Анна, Луна и я, мы все желаем тебе стойко перенести это новое испытание.

Помни, что мы тебя очень любим.

Артур.

P.S. И никогда не забывай «Oh When the Saints»!

Стоит мне запаниковать, как механика моего сердца дает жестокий сбой — я чувствую себя паровозом, чьи колеса готовы сорваться с рельсов на крутом повороте.

Сейчас я мчусь по рельсам собственного сердца. Чего же я боюсь? Боюсь тебя… Нет, не так: себя без тебя. Пар — зримое воплощение моего механического страха — стелется по путям. О, Мадлен, как уютно мне было подле тебя! Я еще храню тепло нашего последнего объятия, но холод уже завладевает мной, словно мне так никогда и не довелось встретить тебя в тот самый холодный на свете день.

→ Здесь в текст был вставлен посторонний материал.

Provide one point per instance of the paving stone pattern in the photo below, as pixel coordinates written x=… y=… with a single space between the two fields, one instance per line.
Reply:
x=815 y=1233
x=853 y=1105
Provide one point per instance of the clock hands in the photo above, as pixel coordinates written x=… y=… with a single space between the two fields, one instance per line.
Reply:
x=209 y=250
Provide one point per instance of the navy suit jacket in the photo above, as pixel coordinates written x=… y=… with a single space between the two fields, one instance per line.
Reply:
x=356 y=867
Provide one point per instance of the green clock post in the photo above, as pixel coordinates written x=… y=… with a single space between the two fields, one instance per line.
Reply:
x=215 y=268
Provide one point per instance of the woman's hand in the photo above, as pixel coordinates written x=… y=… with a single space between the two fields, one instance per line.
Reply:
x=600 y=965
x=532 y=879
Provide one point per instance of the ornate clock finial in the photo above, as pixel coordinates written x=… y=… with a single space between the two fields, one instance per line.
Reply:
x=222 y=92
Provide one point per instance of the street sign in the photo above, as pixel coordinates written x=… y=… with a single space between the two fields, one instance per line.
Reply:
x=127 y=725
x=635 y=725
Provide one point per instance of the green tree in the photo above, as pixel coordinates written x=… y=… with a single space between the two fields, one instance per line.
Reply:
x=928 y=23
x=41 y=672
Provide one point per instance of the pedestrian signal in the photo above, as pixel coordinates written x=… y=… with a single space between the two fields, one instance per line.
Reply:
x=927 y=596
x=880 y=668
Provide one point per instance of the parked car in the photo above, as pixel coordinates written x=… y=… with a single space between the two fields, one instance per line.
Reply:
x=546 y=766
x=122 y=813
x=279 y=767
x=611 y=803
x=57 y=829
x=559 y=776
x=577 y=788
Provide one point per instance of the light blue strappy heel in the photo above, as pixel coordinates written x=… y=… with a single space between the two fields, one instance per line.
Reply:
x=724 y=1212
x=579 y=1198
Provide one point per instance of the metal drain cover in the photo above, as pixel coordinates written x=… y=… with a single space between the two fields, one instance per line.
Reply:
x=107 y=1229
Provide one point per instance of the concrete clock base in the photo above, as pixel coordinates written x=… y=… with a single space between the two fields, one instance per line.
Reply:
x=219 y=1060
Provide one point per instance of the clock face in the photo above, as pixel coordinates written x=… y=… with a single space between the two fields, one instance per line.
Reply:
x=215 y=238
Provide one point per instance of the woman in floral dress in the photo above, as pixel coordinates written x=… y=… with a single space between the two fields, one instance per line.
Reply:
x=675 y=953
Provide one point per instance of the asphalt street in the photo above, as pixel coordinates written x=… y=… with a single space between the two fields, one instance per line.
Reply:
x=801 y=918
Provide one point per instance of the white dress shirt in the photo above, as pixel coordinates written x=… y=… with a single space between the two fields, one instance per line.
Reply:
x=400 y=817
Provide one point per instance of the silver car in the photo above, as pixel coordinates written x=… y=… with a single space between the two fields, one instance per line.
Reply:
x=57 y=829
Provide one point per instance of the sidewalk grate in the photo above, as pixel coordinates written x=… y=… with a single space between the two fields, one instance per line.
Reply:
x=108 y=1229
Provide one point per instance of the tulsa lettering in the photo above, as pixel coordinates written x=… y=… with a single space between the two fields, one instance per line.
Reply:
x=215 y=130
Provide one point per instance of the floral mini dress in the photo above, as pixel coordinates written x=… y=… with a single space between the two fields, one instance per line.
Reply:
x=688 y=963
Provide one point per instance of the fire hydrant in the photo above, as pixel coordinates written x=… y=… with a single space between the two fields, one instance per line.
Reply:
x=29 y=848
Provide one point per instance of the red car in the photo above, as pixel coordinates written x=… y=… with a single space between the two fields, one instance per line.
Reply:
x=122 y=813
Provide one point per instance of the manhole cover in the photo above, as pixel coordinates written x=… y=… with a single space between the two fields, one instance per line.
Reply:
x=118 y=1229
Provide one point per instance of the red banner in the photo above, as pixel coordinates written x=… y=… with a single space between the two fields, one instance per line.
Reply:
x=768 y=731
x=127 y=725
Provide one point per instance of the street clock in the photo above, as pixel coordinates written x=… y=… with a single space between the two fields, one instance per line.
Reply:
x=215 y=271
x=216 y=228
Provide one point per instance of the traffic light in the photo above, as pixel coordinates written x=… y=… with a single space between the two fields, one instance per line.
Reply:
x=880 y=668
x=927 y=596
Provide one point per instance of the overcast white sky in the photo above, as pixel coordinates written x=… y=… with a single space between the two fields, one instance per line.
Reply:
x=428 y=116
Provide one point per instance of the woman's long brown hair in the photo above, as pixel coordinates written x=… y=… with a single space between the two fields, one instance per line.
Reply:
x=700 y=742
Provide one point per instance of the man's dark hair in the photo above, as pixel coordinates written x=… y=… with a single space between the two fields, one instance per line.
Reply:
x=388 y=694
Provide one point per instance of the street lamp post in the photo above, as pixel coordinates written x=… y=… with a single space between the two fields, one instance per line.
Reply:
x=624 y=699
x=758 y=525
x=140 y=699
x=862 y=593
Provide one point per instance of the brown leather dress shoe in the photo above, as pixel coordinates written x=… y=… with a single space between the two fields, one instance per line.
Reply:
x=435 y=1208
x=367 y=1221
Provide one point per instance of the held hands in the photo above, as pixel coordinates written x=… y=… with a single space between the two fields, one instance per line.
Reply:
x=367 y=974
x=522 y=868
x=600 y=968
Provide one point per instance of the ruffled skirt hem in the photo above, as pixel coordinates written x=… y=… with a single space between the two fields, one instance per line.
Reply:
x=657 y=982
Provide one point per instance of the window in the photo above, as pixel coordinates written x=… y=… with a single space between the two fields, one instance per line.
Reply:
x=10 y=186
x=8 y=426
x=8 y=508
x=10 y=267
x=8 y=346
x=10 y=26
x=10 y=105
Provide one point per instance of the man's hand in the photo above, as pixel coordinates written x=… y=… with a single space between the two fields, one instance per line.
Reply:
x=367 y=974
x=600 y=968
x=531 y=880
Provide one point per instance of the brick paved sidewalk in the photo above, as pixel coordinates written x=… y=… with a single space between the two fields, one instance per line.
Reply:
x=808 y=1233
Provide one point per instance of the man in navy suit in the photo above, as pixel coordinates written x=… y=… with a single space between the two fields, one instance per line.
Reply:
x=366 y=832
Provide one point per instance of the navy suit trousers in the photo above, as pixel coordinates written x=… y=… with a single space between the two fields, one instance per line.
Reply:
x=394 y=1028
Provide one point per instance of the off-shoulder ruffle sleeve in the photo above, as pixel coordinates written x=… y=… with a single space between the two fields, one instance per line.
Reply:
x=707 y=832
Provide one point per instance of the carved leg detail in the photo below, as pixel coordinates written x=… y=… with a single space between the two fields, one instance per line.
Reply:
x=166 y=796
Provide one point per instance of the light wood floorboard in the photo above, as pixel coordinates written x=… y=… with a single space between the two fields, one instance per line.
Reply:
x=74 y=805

Поезд дергается с пронзительным скрежетом. Ах, как я мечтаю повернуть время вспять, взойти на холм твоей любви, доверить мое хилое неисправное сердчишко твоим нежным рукам! Сбивчивый перестук колес ввергает и меня в какую-то тряску: позже я научусь не поддаваться ей, но сейчас у меня в сердце полная мешанина. О, Мадлен, я еще не успел сказать «прости» лондонским теням, а уже выпил до капли все твои слезы! О, Мадлен, клянусь тебе, что на первой же остановке схожу к часовщику. Вот увидишь, я вернусь к тебе целым и невредимым, ну, или чуточку неисправным — только для того, чтобы ты опять могла оттачивать на мне свое мастерство.

Чем дальше мы едем, тем больше меня пугает этот поезд; его пыхтящее, бухающее сердце кажется мне таким же разболтанным, как мое собственное. Наверное, он безнадежно влюблен в паровую машину, которая увлекает его вдаль, как и меня самого. А может, его, как и меня, гложет печаль по тому, что он оставил позади.